Sioux Falls entrepreneur strikes gold with medical payment business

Jeremy Fugleberg
Argus Leader
BJ Dvorak, president of eProvider Solutions, stands on left with H4 Technology CEO Chris Henkenius and Tony Tiefenthaler, H4T strategic account executive, in Sioux Falls on Wednesday, June 5.

A Sioux Falls entrepreneur is striking gold with her medical payment processing business, and a long friendship is playing a crucial role in the growth ahead.

BJ Dvorak, a long-time veteran of the field, founded eProvider Solutions in 2005. Her business is the lubrication in the machinery that gets your hospital bill paid. The business serves as a clearinghouse for medical payments, connecting health care providers such as hospitals with payers such as insurance companies. 

Last year eProvider Solutions processed $3.66 billion in claims. With some large new customers coming on board, Dvorak is on track to double that business in the near future, she said.

"I love what I do, and I love doing what I do," she said.

To meet growing demand, Dvorak is expanding her 15-employee workforce and has recently added a new partnership, one that sprung from a long friendship.

Dvorak recently partnered with Omaha, Nebraska-based data warehouse and analytics company H4 Technology. H4T helps analyze the kind of data Dvorak handles and present it in an easy to understand way. The company was looking to expand into South Dakota and into a national client base. 

Tony Tiefenthaler knew Dvorak for decades from his years of work at Avera and Sanford. When he joined H4T in February, Dvorak was one of his first sales calls.

"I saw an opportunity to work with BJ because she's a claim clearinghouse," said Tiefenthaler, H4T strategic account representative. "One of her clients is in Avera, but she's been in the business since 1990, and I thought there was a lot of synergy between what she does and what we do."

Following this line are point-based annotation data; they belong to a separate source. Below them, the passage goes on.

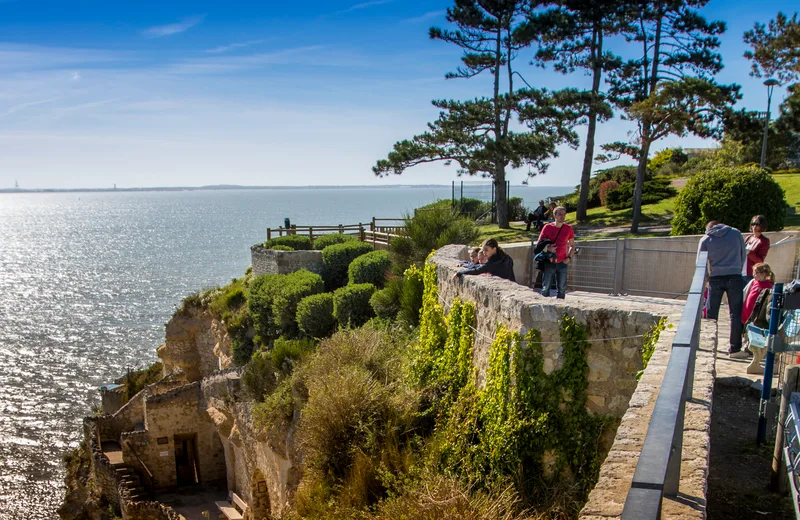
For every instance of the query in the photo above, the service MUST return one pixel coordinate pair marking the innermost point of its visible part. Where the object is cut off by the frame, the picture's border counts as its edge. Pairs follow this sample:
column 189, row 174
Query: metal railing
column 658, row 471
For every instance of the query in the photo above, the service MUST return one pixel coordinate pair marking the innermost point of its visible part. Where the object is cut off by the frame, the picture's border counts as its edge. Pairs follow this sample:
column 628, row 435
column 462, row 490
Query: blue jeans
column 733, row 287
column 559, row 270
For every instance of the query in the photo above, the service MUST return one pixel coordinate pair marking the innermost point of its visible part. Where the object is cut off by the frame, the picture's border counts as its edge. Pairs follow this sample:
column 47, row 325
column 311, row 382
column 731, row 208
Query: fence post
column 619, row 266
column 778, row 477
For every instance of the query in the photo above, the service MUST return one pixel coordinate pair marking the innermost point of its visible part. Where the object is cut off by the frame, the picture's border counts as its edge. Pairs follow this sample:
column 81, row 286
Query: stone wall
column 613, row 363
column 268, row 261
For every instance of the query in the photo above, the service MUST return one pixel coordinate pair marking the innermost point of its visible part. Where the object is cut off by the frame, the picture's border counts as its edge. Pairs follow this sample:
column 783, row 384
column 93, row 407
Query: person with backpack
column 562, row 237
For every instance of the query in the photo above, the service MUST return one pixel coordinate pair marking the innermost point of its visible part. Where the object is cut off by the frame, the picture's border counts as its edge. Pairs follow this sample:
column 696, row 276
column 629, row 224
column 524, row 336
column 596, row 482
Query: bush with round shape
column 336, row 260
column 294, row 287
column 321, row 242
column 731, row 195
column 315, row 315
column 296, row 242
column 370, row 268
column 351, row 306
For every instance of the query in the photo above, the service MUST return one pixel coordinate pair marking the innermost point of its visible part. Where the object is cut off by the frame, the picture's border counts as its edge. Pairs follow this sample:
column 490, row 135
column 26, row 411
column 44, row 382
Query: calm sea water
column 88, row 280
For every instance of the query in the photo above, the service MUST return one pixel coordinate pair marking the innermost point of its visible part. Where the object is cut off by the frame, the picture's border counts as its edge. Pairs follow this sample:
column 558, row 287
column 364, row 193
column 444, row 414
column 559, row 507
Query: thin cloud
column 425, row 17
column 184, row 25
column 364, row 5
column 233, row 46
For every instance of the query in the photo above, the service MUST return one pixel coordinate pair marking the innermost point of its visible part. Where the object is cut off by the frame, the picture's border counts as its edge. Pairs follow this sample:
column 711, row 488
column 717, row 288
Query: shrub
column 336, row 260
column 731, row 195
column 652, row 192
column 261, row 296
column 605, row 188
column 369, row 268
column 286, row 351
column 315, row 315
column 324, row 241
column 386, row 302
column 351, row 304
column 258, row 378
column 296, row 242
column 293, row 288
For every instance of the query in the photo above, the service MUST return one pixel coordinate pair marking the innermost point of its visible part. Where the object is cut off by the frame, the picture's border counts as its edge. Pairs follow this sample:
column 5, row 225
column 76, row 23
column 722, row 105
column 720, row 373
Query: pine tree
column 478, row 134
column 669, row 87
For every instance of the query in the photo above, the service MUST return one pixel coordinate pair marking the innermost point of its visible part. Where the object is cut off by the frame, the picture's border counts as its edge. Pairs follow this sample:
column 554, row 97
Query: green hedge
column 315, row 315
column 652, row 192
column 324, row 241
column 336, row 259
column 296, row 242
column 731, row 195
column 369, row 268
column 351, row 304
column 295, row 287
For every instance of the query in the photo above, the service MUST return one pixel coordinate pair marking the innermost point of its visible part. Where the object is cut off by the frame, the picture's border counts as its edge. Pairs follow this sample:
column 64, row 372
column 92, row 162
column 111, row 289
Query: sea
column 88, row 280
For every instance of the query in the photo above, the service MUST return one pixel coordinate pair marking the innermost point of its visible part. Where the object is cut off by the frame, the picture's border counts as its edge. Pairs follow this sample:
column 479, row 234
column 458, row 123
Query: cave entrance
column 186, row 459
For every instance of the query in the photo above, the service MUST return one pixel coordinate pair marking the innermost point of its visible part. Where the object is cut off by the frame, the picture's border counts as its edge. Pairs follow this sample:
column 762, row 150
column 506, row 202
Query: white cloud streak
column 364, row 5
column 233, row 46
column 184, row 25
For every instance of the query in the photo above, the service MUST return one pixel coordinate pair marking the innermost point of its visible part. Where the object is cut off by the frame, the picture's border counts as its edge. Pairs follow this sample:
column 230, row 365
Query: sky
column 97, row 93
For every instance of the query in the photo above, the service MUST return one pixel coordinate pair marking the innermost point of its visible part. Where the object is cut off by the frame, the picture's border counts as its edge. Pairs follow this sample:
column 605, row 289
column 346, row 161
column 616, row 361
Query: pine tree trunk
column 641, row 171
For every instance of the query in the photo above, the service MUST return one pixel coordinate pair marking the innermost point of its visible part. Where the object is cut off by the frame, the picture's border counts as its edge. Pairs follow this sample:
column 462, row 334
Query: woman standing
column 756, row 246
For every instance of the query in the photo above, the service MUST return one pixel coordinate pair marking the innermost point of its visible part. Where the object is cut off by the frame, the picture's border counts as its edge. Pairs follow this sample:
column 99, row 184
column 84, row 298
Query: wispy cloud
column 233, row 46
column 364, row 5
column 425, row 17
column 184, row 25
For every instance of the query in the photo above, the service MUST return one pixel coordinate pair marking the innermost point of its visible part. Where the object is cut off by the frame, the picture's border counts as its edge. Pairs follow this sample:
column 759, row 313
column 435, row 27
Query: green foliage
column 730, row 195
column 649, row 346
column 429, row 230
column 286, row 352
column 296, row 242
column 293, row 288
column 336, row 260
column 370, row 268
column 351, row 306
column 654, row 191
column 315, row 315
column 259, row 376
column 321, row 242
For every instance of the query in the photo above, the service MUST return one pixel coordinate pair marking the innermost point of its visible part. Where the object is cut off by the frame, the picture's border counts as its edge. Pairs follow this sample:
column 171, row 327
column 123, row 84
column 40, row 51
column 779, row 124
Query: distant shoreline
column 225, row 187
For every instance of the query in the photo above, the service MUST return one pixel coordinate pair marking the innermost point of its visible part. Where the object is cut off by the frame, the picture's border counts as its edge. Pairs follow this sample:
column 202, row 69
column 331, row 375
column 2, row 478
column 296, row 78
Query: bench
column 229, row 509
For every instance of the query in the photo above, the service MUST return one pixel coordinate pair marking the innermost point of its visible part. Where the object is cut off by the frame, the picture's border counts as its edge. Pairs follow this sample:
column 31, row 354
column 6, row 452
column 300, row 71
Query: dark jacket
column 500, row 264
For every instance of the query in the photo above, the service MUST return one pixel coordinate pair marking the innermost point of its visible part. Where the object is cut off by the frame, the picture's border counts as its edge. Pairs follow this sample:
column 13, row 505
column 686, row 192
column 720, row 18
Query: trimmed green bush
column 324, row 241
column 286, row 351
column 351, row 304
column 652, row 192
column 370, row 268
column 315, row 315
column 386, row 302
column 731, row 195
column 294, row 287
column 296, row 242
column 261, row 296
column 336, row 260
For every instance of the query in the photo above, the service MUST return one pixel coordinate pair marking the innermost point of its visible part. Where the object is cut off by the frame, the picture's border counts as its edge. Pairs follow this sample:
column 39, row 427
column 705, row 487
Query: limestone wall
column 268, row 261
column 612, row 363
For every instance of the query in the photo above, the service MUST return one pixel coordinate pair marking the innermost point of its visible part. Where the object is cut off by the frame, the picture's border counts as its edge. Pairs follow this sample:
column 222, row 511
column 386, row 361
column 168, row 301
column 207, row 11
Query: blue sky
column 185, row 93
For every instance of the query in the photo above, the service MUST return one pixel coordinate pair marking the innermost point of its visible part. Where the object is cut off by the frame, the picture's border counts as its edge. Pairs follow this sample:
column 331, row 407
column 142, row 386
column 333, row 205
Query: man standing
column 563, row 237
column 726, row 257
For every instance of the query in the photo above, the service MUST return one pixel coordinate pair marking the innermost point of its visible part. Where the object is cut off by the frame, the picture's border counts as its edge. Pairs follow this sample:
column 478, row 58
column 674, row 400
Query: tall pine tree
column 573, row 36
column 669, row 87
column 479, row 134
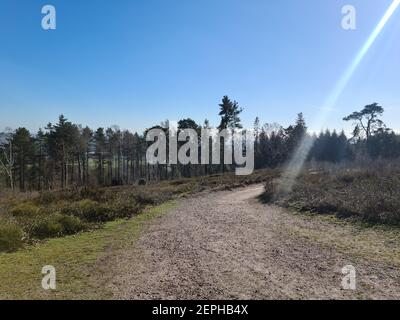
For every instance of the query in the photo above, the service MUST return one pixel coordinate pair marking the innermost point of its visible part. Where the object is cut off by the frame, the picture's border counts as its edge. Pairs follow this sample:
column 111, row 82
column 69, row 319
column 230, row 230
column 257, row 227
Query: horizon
column 128, row 59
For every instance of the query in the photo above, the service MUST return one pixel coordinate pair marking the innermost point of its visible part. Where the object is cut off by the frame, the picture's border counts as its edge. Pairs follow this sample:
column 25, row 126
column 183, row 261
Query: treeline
column 67, row 154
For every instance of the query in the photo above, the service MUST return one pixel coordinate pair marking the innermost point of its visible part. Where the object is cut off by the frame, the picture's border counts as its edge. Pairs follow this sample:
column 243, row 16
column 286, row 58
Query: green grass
column 76, row 259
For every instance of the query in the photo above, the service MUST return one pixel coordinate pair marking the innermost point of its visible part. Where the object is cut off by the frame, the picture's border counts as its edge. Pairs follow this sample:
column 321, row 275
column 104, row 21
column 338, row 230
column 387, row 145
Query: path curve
column 227, row 245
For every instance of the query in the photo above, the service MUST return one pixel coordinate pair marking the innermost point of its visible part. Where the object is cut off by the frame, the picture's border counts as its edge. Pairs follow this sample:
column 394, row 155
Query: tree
column 24, row 148
column 229, row 112
column 6, row 156
column 367, row 120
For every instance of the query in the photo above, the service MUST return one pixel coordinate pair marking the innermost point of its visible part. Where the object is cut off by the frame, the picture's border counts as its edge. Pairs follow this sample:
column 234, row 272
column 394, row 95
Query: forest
column 66, row 154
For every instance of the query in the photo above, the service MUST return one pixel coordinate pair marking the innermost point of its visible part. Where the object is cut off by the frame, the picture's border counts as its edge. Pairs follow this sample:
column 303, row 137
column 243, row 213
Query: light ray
column 296, row 164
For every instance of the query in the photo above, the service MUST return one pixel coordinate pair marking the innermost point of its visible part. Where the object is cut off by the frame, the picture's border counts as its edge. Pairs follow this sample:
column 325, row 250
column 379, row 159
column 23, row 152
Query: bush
column 71, row 225
column 56, row 225
column 25, row 209
column 11, row 237
column 48, row 227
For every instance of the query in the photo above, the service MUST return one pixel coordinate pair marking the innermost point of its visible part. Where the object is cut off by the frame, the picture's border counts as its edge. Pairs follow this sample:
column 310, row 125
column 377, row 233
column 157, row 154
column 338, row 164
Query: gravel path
column 226, row 245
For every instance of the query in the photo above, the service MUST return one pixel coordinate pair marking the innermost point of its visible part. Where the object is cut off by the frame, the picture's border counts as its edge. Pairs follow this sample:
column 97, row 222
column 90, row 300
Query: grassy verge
column 370, row 196
column 75, row 259
column 31, row 218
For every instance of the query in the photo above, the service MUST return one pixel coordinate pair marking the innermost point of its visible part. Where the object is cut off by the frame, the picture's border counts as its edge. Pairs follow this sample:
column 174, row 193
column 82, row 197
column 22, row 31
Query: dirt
column 227, row 245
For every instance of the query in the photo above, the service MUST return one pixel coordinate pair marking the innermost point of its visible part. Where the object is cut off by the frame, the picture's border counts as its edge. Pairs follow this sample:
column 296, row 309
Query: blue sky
column 136, row 63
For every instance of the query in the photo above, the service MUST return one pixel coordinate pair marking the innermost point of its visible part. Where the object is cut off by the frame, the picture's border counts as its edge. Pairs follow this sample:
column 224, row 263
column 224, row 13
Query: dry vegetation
column 29, row 218
column 370, row 193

Dvorak got into the field in 1990, opening Medical Data Insurance Processing Inc., more commonly known as MDIP, and growing it until the company was purchased in 2002. It was a long track record of providing a crucial bridge to transitioning health care from paper to electronic billing.

"It was a brand new industry," she said. "McKennan Hospital was our very first client."

The business works like this: You go to see your doctor. After your visit a bill, or claim, is generated for your visit and it's sent to Dvorak. She specializes in knowing all the nit-picky details of all the payers who eventually pay the claim. She passes on the claim to the payer, such as an insurance company. They process the claim and send it back for payment. 

H4T serves as a dashboard for the entire process. It monitors and predicts how quickly bills are getting paid, and if they're not getting paid, provides the information needed to figure out why and what can be done about it. The smoother the process, the less hassle it is for everyone involved, including you, the patient.

"We really expect this will be a fabulous thing for our clients," Dvorak said.